Archdiocese of Brooklyn Legal Analysis

True to his predecessor, the late Justice Scalia, Justice Gorsuch penned a hard-hitting concurrence to the Supreme Court’s 5-4 decision in Archdiocese of Brooklyn v. Cuomo, 592 U.S. ___ (2020), published just before the Thanksgiving holiday. Notably, although the decision was 5-4, Chief Justice Roberts now seems willing to overturn Coronavirus restrictions on religious institutions, but apparently does not want to do so until the Court of Appeals first rules. I provide general commentary on the Court’s analysis in this post, and excerpts of Justice Gorsuch’s concurrence on my social media.

Although some of the application of doctrine in the concurrences is not explicitly stated, the justices’ analysis has clear implications for constitutional litigation in what may have been the blockbuster opinion of this term.

First, the capable of repetition yet evading review doctrine remains alive and well, both with Justice Gorsuch and on the Court as a whole. The Court refused to stand down just because Governor Cuomo loosened the Coronavirus restrictions during the pendency of the litigation. Courts generally reject attempts by litigants to moot issues by voluntary cessation of actionable conduct, and the Court applied that doctrine here and adjudicated the injunction on the merits.
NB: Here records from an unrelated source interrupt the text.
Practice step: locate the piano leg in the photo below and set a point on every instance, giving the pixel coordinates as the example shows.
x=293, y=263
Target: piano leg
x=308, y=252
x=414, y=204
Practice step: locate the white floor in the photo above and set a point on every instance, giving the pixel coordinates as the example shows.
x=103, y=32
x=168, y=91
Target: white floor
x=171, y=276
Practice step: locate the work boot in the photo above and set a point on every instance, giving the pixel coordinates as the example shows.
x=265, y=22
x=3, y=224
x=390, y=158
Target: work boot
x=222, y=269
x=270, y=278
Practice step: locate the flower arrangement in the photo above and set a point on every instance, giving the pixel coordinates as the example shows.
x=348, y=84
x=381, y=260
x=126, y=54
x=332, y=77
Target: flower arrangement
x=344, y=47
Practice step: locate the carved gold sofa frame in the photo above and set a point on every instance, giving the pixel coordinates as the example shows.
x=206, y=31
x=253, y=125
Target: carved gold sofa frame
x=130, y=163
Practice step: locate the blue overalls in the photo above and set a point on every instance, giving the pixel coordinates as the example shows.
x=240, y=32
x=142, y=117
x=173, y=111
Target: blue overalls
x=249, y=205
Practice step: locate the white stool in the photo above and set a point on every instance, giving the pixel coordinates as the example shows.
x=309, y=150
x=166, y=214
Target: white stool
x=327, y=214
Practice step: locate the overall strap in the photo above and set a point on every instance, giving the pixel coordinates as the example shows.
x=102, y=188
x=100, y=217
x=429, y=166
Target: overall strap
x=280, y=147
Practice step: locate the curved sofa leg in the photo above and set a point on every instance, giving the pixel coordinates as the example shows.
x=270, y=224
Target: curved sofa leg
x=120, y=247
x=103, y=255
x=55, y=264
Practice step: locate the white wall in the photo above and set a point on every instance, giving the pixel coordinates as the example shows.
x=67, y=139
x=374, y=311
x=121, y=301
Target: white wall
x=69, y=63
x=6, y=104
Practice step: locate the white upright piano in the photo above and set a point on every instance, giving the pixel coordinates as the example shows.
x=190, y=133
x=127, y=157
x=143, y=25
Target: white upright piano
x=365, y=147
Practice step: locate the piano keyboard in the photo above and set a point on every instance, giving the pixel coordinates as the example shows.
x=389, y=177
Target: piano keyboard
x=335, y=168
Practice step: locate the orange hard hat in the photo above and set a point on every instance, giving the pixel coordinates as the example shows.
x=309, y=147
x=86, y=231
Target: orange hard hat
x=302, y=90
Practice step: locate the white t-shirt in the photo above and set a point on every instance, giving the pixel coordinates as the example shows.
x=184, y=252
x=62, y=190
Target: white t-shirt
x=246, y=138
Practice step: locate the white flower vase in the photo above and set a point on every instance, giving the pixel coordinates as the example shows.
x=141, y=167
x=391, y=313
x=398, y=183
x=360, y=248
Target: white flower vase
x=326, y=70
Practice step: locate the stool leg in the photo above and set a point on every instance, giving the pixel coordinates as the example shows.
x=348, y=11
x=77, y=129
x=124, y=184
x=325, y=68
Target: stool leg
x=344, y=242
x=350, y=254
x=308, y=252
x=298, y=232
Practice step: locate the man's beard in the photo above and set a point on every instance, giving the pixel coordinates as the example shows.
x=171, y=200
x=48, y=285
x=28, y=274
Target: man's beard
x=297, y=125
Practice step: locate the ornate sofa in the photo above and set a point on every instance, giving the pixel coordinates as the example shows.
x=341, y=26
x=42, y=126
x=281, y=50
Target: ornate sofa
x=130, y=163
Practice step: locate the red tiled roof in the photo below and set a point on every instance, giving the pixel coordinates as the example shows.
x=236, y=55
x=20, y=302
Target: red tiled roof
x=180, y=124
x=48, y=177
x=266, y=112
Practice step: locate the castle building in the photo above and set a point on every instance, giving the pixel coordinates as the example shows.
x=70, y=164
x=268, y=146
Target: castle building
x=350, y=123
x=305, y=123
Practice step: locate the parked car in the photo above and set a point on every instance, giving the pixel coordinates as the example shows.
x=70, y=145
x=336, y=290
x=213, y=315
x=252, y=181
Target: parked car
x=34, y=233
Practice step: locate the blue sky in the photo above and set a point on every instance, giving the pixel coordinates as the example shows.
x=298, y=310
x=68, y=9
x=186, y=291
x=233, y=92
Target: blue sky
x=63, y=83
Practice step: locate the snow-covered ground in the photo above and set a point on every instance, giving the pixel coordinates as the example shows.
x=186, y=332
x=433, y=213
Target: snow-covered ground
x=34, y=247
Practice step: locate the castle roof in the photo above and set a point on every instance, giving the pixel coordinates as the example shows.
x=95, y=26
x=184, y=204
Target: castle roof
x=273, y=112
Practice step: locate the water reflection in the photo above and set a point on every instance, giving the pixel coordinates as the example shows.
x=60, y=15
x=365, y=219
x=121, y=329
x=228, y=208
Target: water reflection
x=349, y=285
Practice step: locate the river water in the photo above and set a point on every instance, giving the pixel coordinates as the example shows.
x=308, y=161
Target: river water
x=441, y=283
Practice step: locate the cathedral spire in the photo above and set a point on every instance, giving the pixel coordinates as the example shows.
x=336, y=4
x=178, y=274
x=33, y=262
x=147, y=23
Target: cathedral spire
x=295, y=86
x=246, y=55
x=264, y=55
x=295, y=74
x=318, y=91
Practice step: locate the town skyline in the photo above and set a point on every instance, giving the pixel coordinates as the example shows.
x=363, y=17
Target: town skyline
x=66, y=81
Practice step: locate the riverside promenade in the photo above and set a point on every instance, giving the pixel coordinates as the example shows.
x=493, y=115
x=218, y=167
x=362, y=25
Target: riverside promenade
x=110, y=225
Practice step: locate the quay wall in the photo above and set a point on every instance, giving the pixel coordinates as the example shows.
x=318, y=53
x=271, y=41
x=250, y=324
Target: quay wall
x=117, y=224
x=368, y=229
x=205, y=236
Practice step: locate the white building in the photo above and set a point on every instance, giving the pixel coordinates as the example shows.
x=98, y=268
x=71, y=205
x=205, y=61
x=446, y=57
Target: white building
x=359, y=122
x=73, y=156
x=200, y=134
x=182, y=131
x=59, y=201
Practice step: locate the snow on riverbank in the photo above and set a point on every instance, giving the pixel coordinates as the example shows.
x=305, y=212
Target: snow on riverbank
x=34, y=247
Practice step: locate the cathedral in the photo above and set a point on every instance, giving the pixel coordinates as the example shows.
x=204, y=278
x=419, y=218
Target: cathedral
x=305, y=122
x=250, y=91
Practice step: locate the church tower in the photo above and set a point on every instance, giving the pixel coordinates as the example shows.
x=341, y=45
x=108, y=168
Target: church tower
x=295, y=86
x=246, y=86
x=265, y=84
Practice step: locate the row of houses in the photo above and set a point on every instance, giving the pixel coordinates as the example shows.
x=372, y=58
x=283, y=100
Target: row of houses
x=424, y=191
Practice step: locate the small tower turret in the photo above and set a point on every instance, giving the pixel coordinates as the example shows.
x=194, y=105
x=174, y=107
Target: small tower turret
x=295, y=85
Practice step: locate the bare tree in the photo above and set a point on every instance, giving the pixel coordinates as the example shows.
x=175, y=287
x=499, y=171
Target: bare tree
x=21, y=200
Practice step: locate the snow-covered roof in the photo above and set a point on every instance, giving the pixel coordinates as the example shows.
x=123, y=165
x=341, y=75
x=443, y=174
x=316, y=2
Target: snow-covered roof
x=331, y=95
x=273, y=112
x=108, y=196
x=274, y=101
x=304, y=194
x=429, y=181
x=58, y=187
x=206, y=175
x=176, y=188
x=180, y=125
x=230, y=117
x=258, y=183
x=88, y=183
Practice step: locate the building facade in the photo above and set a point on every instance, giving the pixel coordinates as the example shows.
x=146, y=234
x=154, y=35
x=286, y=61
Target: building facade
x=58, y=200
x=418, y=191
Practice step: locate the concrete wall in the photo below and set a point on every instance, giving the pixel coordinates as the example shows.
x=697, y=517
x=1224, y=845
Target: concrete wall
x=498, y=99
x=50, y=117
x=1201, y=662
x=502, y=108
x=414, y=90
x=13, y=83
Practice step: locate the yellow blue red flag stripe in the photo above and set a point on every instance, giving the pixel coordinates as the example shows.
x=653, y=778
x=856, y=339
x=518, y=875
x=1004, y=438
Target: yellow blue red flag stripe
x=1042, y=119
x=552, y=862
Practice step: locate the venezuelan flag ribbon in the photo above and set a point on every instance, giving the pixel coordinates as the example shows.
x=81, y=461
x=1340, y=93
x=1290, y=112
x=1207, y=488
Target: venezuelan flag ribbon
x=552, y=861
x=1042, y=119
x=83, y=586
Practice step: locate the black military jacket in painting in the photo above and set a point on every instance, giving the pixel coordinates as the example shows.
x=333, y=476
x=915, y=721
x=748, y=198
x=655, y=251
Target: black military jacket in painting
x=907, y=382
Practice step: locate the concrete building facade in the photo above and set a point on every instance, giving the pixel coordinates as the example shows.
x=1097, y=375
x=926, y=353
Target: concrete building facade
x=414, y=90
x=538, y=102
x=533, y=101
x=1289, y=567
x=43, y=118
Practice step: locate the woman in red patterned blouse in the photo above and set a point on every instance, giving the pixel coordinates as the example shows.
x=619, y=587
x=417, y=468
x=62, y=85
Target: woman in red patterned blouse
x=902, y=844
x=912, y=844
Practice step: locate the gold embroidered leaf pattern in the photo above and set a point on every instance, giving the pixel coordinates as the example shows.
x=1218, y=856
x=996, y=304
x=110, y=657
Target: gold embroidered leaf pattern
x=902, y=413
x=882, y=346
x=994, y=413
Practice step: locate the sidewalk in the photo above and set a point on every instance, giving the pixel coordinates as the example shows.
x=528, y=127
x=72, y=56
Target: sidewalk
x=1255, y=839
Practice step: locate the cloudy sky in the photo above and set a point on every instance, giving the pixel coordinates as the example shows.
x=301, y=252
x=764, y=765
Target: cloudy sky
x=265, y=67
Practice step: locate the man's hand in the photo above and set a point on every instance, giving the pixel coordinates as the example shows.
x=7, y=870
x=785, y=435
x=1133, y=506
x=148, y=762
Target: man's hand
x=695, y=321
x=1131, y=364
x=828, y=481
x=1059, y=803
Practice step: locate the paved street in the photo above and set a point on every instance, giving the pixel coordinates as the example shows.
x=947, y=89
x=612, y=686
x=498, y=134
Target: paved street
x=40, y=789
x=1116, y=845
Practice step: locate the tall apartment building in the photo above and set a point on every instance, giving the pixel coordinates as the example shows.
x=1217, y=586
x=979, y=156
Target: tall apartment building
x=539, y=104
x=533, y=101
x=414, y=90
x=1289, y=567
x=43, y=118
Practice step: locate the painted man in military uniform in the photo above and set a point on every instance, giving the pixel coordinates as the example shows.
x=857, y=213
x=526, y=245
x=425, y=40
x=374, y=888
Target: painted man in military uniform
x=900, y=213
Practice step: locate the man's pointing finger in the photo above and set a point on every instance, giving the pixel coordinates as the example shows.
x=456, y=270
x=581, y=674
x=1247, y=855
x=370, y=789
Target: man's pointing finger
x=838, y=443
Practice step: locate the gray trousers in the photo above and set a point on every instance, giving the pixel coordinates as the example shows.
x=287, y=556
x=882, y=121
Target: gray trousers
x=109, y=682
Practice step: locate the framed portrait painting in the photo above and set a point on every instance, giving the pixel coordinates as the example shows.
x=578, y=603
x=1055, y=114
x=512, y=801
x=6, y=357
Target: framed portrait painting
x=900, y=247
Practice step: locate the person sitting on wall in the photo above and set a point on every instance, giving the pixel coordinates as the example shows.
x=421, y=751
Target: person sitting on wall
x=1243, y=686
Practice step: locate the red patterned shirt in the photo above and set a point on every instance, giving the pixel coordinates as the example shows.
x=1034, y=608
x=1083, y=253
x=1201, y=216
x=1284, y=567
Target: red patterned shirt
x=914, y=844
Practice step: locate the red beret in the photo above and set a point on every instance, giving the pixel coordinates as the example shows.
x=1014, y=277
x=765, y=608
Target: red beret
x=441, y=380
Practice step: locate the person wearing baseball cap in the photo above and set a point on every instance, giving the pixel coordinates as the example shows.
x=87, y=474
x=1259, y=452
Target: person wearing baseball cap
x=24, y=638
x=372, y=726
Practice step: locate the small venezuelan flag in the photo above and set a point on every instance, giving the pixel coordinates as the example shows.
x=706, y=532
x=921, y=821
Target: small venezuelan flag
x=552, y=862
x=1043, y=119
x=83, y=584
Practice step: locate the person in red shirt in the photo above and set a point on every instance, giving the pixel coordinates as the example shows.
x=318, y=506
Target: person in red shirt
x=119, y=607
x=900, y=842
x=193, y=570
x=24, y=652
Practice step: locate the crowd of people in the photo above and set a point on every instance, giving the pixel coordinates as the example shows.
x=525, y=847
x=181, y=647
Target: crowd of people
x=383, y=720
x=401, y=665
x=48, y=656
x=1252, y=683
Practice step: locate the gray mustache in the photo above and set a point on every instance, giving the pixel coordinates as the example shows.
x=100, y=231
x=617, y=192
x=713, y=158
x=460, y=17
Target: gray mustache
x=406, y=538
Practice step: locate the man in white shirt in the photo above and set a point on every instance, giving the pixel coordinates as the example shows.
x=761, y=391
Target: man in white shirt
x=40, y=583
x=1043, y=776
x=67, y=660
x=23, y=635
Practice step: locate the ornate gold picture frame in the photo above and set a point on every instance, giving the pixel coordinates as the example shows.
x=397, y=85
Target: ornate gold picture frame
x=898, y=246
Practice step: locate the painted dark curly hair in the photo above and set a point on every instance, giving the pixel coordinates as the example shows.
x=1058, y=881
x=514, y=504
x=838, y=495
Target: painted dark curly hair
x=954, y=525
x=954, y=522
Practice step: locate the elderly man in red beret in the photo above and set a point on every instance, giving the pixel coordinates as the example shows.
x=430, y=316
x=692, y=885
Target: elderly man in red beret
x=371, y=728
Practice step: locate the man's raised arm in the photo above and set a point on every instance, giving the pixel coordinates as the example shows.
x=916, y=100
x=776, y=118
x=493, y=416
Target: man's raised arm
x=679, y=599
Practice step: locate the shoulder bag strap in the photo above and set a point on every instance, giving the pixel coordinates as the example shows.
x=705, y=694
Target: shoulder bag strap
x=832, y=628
Second, stare decisis has limits, particularly in evolving public policy issues. The Court again specifically refused to follow precedents established earlier in 2020 when Coronavirus was less understood. Those opinions specifically deferred to the executive given the limited information available at the time. Although these were hardly longstanding precedents, they suggest loosening of stare decisis in favor of a practical approach to constitutional litigation. In particular, now that effective Coronavirus safety measures are understood, and the churches and synagogues in New York have established a nearly perfect track record, previous decisions allowing stringent regulations were revisited and cast aside.

Third, and relatedly, although courts ordinarily defer to the executive in times of emergency, they draw the line when that authority is abused. Justice Gorsuch did not appreciate that liquor stores and casinos were open while places of worship were closed. Nor, apparently, did he approve of the Governor acting unilaterally. Although he did not address separation of powers explicitly, he mentioned the Governor’s unilateral action several times. Future cases will also show whether the Court’s rigorous scrutiny of Coronavirus measures will extend beyond establishments protected by the free exercise clause.

Fourth, the liberal wing of the Court has embraced a century-old case rejecting a substantive due process argument against compulsory vaccination during a smallpox epidemic. The substantive due process doctrine underpins liberal jurisprudence on other social issues. Both the conservative and liberal wings of the Court appear poised to reexamine the broader substantive due process doctrine in the context of the Coronavirus. Both sides risk creating dicta that could prove improvident in future litigation of unrelated issues.